Conservative and liberal.
East and West
Black and White
English speaking and non-English speaking
Developed world and Developing World
Protestant and Catholic
Evangelical and Mainline
Citizen and immigrant
Christian and Jew and Muslim and Hindu and Buddhist
Secularism and Faith
Many have firm opinions about all of this. They’ve constructed a version of the truth about these things that allows them to live with a sense of surety. Others just flat out don’t care about any of it. Their world is narrow, focused on the kingdom of ‘me’.
I find myself living in the midst of the divide much of the time. I try to make sense out of what appears to be a myriad of logical and even faith inspired choices. And so I feel like I’m slogging at times. At times, I even find myself spinning around unsure of what I should be feeling or thinking.
And while I slog and spin the divides don’t seem to close but they seem to get wider and wider. As a result, we move further apart. There’s danger in our isolation. We end up listening to voices we agree with and who rile us up but don’t cause us to think and to pray.
I think it’s important to know what we believe and why. I think we fall short of that in our culture. We don’t know a lot.
One of the issues in the church is that our people are biblically illiterate and unaware of the movements of the Spirit in days past.
In our country too few have a deep understanding of the history and philosophy of our great democratic movement. And our understanding of the greater history of the world is next to nothing.
When we travel we often stay close to ‘tourism’ and never encounter the heartbeat of a country.
When we read we only grab what we agree with and often never venture into the interesting world of the other viewpoint.

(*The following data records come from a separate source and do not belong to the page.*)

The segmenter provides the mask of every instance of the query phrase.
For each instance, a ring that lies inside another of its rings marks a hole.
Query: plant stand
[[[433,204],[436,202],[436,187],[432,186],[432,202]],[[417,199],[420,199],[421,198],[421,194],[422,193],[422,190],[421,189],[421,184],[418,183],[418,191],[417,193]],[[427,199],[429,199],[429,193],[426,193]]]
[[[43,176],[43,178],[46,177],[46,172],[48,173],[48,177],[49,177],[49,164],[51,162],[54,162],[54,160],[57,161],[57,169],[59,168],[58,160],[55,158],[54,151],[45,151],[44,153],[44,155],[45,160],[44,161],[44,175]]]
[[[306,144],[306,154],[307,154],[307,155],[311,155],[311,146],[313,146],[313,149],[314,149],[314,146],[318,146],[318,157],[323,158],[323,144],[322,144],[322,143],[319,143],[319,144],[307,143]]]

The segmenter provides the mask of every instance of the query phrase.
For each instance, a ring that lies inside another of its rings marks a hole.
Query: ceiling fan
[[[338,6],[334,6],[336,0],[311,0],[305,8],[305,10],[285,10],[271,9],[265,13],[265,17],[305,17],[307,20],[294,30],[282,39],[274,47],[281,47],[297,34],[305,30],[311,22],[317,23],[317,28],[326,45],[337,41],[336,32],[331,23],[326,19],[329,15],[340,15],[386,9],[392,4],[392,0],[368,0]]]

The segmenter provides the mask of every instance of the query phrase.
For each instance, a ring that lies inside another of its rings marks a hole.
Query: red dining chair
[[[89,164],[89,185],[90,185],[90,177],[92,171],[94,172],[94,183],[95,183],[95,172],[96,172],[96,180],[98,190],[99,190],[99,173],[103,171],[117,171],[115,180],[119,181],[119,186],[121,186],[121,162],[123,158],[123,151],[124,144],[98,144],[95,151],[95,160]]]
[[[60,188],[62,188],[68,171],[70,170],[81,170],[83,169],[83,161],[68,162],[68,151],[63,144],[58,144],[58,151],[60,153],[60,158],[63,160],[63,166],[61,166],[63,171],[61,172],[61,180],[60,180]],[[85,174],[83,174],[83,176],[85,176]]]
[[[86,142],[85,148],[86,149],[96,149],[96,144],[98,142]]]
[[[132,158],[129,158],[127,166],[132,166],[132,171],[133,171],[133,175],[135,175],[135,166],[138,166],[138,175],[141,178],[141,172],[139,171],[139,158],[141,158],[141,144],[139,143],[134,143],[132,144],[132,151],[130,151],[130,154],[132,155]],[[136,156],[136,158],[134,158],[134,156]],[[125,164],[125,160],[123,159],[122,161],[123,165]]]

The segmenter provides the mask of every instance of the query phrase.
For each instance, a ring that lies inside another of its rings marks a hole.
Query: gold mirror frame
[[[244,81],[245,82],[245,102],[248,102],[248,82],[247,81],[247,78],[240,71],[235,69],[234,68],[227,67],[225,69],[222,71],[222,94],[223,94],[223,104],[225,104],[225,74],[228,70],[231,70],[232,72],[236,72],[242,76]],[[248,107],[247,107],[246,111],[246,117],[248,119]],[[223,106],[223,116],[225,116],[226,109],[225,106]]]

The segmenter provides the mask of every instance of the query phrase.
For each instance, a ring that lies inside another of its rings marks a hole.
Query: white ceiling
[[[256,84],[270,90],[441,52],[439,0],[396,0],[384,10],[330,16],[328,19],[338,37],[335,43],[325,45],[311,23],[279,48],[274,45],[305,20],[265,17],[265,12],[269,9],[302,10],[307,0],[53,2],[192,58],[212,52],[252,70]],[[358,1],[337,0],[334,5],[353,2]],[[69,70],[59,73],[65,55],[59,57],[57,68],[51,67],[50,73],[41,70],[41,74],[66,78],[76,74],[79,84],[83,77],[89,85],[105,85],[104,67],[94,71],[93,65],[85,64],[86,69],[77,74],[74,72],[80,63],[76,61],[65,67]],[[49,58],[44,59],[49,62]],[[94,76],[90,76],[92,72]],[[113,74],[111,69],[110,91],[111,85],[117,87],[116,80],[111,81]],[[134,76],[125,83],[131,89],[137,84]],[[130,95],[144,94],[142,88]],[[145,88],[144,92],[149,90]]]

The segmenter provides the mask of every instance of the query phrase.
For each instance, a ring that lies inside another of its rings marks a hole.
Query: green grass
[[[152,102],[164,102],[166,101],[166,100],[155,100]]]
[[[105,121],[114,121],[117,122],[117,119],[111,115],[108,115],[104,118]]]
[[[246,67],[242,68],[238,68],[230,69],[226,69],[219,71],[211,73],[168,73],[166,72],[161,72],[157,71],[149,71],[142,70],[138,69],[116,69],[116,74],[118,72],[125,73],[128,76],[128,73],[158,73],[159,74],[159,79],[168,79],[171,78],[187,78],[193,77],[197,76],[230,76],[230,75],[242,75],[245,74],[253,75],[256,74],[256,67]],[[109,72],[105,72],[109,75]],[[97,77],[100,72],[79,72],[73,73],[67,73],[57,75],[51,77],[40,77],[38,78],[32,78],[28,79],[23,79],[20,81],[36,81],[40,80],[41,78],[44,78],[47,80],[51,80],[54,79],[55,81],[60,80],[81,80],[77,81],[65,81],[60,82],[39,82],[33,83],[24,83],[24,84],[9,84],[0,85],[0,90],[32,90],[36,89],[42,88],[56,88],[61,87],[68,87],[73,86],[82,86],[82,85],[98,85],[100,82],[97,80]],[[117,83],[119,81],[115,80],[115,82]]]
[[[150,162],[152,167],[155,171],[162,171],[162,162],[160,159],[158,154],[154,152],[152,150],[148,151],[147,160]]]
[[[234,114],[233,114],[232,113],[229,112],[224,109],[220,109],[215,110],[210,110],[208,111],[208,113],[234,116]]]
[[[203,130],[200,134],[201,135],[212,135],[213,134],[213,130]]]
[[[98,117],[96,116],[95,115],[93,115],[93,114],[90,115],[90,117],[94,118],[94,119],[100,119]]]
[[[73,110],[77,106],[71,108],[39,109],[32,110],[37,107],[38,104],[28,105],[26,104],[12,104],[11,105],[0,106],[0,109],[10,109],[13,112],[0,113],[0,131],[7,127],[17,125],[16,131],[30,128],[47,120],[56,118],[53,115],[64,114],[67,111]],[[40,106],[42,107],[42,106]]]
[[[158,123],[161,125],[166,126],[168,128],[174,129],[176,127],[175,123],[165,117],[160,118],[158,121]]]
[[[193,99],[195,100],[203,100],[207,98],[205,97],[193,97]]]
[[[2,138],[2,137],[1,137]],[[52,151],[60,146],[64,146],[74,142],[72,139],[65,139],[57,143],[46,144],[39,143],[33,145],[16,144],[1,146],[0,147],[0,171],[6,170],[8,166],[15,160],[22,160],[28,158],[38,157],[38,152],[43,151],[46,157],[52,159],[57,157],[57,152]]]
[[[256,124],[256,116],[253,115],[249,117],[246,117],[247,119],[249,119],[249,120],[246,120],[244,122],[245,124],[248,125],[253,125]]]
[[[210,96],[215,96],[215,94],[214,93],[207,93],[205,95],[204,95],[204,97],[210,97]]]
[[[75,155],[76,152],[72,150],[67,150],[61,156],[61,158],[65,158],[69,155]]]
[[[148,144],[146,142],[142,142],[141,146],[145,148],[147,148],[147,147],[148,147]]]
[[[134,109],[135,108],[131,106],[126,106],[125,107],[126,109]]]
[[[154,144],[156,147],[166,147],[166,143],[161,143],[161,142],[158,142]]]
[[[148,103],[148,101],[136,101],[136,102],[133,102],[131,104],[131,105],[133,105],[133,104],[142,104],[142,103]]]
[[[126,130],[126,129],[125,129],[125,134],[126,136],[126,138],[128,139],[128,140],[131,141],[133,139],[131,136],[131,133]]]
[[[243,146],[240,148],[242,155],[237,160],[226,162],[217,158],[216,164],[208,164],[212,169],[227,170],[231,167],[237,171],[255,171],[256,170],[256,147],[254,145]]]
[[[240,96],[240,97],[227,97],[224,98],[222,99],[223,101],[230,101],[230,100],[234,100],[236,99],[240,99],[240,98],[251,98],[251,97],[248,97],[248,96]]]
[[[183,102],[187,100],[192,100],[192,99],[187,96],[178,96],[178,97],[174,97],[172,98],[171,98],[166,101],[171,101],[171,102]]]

We make comments about the immigrant but never strike up a conversation with the worker we suspect might be ‘illegal’.
And when our neighborhoods become too integrated the tendency is to move.
We claim to love God but don’t show it when tensions are high and opinions are mixed.

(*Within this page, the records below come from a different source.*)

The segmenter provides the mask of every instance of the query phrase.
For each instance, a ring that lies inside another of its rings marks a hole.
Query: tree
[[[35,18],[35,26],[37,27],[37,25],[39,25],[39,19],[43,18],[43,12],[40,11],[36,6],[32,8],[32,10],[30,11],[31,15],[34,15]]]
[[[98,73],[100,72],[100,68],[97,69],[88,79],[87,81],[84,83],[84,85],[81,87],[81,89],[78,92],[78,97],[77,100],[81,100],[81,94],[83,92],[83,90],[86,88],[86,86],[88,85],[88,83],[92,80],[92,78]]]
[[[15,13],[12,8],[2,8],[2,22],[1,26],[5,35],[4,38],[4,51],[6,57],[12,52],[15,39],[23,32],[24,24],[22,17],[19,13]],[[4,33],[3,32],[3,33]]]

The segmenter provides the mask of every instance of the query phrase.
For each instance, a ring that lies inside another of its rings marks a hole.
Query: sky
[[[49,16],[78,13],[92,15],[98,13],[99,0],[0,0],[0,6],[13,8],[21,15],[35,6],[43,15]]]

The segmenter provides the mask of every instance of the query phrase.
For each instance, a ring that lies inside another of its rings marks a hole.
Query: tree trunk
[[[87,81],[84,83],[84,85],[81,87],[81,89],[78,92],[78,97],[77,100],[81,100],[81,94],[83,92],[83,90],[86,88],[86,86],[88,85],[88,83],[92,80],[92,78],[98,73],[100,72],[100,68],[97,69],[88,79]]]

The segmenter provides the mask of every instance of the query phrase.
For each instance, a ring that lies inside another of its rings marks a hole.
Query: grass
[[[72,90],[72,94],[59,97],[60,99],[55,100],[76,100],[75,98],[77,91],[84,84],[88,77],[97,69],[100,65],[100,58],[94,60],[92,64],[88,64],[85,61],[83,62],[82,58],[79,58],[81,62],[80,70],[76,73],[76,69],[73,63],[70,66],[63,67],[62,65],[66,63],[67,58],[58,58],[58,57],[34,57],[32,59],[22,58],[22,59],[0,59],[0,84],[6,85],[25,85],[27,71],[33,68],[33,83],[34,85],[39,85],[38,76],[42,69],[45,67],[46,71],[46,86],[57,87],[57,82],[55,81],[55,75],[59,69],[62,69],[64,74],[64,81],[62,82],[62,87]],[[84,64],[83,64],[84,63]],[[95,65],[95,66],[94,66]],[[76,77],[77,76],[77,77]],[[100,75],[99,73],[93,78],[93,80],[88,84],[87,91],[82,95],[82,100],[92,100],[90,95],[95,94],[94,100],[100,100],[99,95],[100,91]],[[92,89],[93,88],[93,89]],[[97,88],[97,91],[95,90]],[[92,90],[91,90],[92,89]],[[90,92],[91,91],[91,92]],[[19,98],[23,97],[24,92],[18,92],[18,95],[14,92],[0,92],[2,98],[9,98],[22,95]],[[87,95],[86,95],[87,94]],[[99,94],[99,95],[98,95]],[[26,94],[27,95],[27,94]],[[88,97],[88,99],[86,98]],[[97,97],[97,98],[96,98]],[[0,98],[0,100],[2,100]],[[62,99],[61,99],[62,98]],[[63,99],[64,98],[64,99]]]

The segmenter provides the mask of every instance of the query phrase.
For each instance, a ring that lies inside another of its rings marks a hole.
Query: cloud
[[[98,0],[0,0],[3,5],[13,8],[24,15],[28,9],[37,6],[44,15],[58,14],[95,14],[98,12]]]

In other words, we’re becoming soft, less interesting, lacking depth and perspective. We have opinion but lack engagement. And it’s killing us. The divides become wider and become a no-man’s land filled with verbal battles, threats, rumor and innuendo. And in some places it goes beyond a war of words and into a world that’s filled with real bullets, landmines, and oppression.
And so I’m asking myself. What would God have me do? Is it enough to blog and post pithy things on my Facebook page? Or is there more?
I think there is more.
How can I become better read, more thoughtful, more prayerful, and more engaged? Maybe that’s something you can ask yourself. You see, these divides are becoming problems. Polarization is occurring. People are getting angry. Anger leads to all kind of ugly things.
By the way, none of this means that someone doesn’t have an opinion, or fights for their point of view. Not at all. But I have a hunch we could do a better job of listening to, learning from, and engaging each other. We’ve got to. There’s a lot at stake.